Great Plains Studies, Center for


Date of this Version

Spring 1982


Great Plains Quarterly Vol. 2, No. 2, Spring 1982, pp. 77-93.


Copyright 1982 by the Center for Great Plains Studies, University of Nebraska-Lincoln


By the time the United States acquired most of the Great plains through the Louisiana Purchase, many Indians of the upper Missouri River valley had encountered French, British, and Anglo-American fur traders in their homeland. Most Native Americans in that region seem to have welcomed the manufactured goods these intruders brought, but at the same time some objected to the whites' disruption of earlier trade patterns. Nearly all of the Missouri Valley tribes appear to have disliked some aspects of the fur and hide trade, and many violent incidents occurred. As a village dwelling tribe located along the Missouri River in South Dakota, the Arikara Indians could not avoid participation in the existing trade activities or the violence that seemed to grow out of them.
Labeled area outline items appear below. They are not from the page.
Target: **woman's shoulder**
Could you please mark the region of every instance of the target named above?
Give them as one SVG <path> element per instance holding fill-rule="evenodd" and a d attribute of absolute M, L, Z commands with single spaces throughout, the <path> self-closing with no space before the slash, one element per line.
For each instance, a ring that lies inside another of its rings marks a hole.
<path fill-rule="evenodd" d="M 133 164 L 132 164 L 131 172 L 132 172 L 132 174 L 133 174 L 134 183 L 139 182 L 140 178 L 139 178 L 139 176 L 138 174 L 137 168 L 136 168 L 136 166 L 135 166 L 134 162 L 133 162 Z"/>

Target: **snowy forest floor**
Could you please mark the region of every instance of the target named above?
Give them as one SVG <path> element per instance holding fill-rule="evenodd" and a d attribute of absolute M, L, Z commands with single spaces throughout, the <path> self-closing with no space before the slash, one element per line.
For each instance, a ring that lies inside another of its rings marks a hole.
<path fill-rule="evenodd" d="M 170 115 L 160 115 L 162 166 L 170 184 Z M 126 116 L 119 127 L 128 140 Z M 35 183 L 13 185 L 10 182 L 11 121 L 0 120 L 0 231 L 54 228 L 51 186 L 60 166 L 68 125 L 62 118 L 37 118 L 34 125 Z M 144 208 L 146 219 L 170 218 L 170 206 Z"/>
Although limited in numbers and hemmed in by often hostile neighboring tribes, these people proved difficult partners for European, American, and Indian traders of the early nineteenth century. Between the 1790s and the smallpox epidemic of 1837 the Arikaras launched sporadic raids and attacks against other Indians as well as white traders who passed their villages. In doing so they were little different from their Sioux or Pawnee neighbors. Nevertheless, because of their actions traders and government officials considered them to be unpredictable and often dangerous. This view became so widespread that nearly every historical discussion of the early Missouri Valley and Rocky Mountain fur trade comments on Arikara hostility. In fact, most modern. historians merely echo early nineteenth-century criticism of the Arikaras as capricious and "savage" people, basing this characterization on the fur trade accounts from that era.

Such an interpretation tends to obscure a better understanding of Arikara actions and motivations. Certainly the tribe was uncooperative and, at times, dangerous to the traders. Yet the basis for negative comments about the villagers often grew from other causes. As Lewis .Saum has pointed out, white views of particular tribes depended upon psychological and economic factors that might bear only a slight relationship to the Indians' specific actions. For example, he notes that the two tribes with the worst reputations among the traders, the Blackfeet and the Arikaras, contributed almost nothing to the fur trade in general or to the profits of individual traders in particular. Of the two, the Arikaras lived in a region that offered few beaver or other fur-bearing animals. At the same time, the villagers were not particularly ambitious or successful hunters, so they had few pelts or buffalo robes on which the traders could make a profit.2 Certainly the Arikaras's lack of effective participation in the Missouri River fur and hide trade supports Saum's contention.